We know that across society, the COVID-19 outbreak has had an impact on wellbeing and mental health, but it has had a particular impact on children and young people. In September, Public Health England, who is closely monitoring the situation, published a report on the impacts of the COVID-19 outbreak on mental health and wellbeing. This report is available here:
The department is continuing to work with other government bodies, academics, the voluntary sector and private organisations to understand how children and young people’s wellbeing develops as they return to schools, colleges, universities, apprenticeships or to jobs with training. This will inform the department’s focus in providing further support. In particular, we will continue to publish our annual ‘State of the Nation’ report, summarising the evidence on children and young people’s wellbeing. The next report will include a consideration of the effect of the COVID-19 outbreak. Last year’s report is available here:
The evidence emerging over the spring and summer pointed to the importance of getting young people back into education for their longer-term mental health and wellbeing. To support the return to a full high-quality education programme we have put in place a range of measures, including our new £8 million Wellbeing for Education Return Programme.
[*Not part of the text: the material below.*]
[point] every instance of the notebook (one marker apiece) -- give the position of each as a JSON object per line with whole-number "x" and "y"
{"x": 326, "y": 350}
This will train local experts to provide additional advice and resources for schools and colleges to help support pupil and student wellbeing, resilience and recovery in light of the impact of the COVID-19 outbreak. It will give staff the confidence to support pupils and students, parents, carers and colleagues, and the knowledge of how and where to access appropriate specialist support where needed.
In higher education, the Office for Students has funded the Student Space platform which provides a range of dedicated resources to support students’ mental health. We have asked higher education providers to prioritise the mental health and wellbeing of students during this period and have enabled them to use funding, worth up to £23 million per month from April to July this year and £256 million for 2020-21 academic year starting from August, to go towards student hardship funds and mental health support.